Whaddya know, we’re being sold a bill of goods.

Posted

The median household headed by a person aged 60 to 62 with a 401(k) account has less than one-quarter of what is needed in that account to maintain its standard of living in retirement, according to data compiled by the Federal Reserve

 

Guess they should have saved more.

Posted

 

Thanks Obama!

 

A Tax Cut May Carve Into the Budgets of 19 States

NYT 3/1/11

 

Struggling states could lose as much as $5.3 billion in tax collections during the next few years in an unintended consequence of one of the lower-profile federal tax cuts that President Obama signed in December, according to a report released Tuesday.

 

The tax-cut package the president signed in December is best known for extending the Bush-era tax rates for two years and giving a one-year payroll tax cut to most Americans.

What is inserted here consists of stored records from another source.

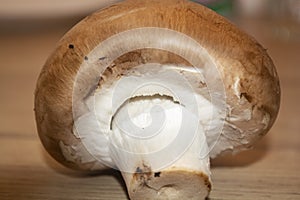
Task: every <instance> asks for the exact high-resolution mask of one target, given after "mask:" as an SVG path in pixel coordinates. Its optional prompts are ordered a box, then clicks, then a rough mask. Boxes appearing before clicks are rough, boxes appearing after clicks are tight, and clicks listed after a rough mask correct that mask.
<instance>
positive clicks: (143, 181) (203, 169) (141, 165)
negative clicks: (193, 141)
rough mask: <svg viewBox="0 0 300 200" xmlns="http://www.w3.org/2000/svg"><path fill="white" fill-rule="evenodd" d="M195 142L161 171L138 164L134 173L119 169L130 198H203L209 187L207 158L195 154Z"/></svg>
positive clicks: (143, 165)
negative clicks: (202, 157)
mask: <svg viewBox="0 0 300 200" xmlns="http://www.w3.org/2000/svg"><path fill="white" fill-rule="evenodd" d="M197 145H199V142H198V141H195V142H194V144H193V145H192V146H191V147H190V149H189V150H187V151H186V152H185V154H184V155H182V156H181V158H179V160H177V161H176V162H175V163H173V164H171V165H170V166H168V167H167V168H164V169H162V170H160V171H152V169H151V163H148V164H145V163H141V164H140V165H137V167H136V172H135V173H129V172H122V176H123V179H124V180H125V183H126V186H127V190H128V194H129V197H130V199H205V198H206V197H207V196H208V194H209V192H210V190H211V181H210V170H209V157H208V156H206V157H205V158H199V156H197V155H195V149H196V146H197ZM198 149H199V148H198Z"/></svg>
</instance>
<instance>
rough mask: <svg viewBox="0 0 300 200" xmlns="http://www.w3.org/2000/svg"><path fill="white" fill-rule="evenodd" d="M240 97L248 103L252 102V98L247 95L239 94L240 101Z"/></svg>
mask: <svg viewBox="0 0 300 200" xmlns="http://www.w3.org/2000/svg"><path fill="white" fill-rule="evenodd" d="M242 97H244V98H245V99H246V100H247V101H248V102H249V103H251V102H252V97H251V96H250V95H249V94H247V93H246V92H242V93H241V94H240V99H241V98H242Z"/></svg>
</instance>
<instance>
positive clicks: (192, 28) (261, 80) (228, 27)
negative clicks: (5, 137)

But it included a business tax cut that could blow a hole in state budgets: a provision allowing businesses to deduct the full value of new equipment purchases from their taxes through 2011.

 

That cut, intended to spur the economy by encouraging businesses to spend more money on equipment, could end up costing 19 states as much as $5.3 billion in lost revenue over the next few years, according to the report, by the Center on Budget and Policy Priorities, a research organization based in Washington.

 

The 19 states stand to lose money because they link their state tax laws to federal tax law. So the newly allowed federal tax deductions that businesses in those states take will lower their taxable incomes, which would in turn have the effect of driving down state corporate and income tax collections.

 

The change could cost Illinois, North Carolina, Pennsylvania and other states hundreds of millions of dollars of lost revenue unless they decide to enact laws decoupling their state tax laws from the federal ones, the report said. When similar cuts have been passed before, it noted, many states have chosen to break with federal laws.

 

But some states do not intend to do so this time. In Pennsylvania, which the report estimated could lose $833 million in revenues over the next few years, the state’s Department of Revenue announced last month that it had settled on a “business-friendly” interpretation of the law that could benefit as many as 117,000 corporate taxpayers.

 

The department said the new policy would not affect Pennsylvania’s revenues in the long run because companies would simply be taking full deductions now, rather than spreading them out over several years. But this is a hard time for Pennsylvania to give large tax breaks up front: the state faces an estimated $4 billion deficit in the coming fiscal year.

 

The unexpected tax change is just one example of how difficult it can be for states to perform one of their most important tasks: guessing how much money they will collect in the coming year, so they will know how much will be available to spend.

 

Those educated guesses, known as revenue estimates, were the subject of another report released Tuesday by the Pew Center on the States and the Nelson A. Rockefeller Institute of Government. It found that errors in those revenue estimates have grown progressively worse during the last three fiscal crises, and that during the first year of the Great Recession states overestimated the amount of money they expected to collect by $49 billion, leading to difficult midyear budget cuts. Some states were off by more than 25 percent, it found.

 

During periods of economic growth, the report found, states tend to underestimate tax collections, resulting in surpluses at the end of the year. But states tend to underestimate the severity of economic downturns: then, they usually come up with overly optimistic estimates of how much they expect to collect. The report warned that “as forecasting revenue accurately becomes more difficult, states have a tougher time balancing their budgets to provide taxpayers the services they expect and ensuring the long-term fiscal health of the state.”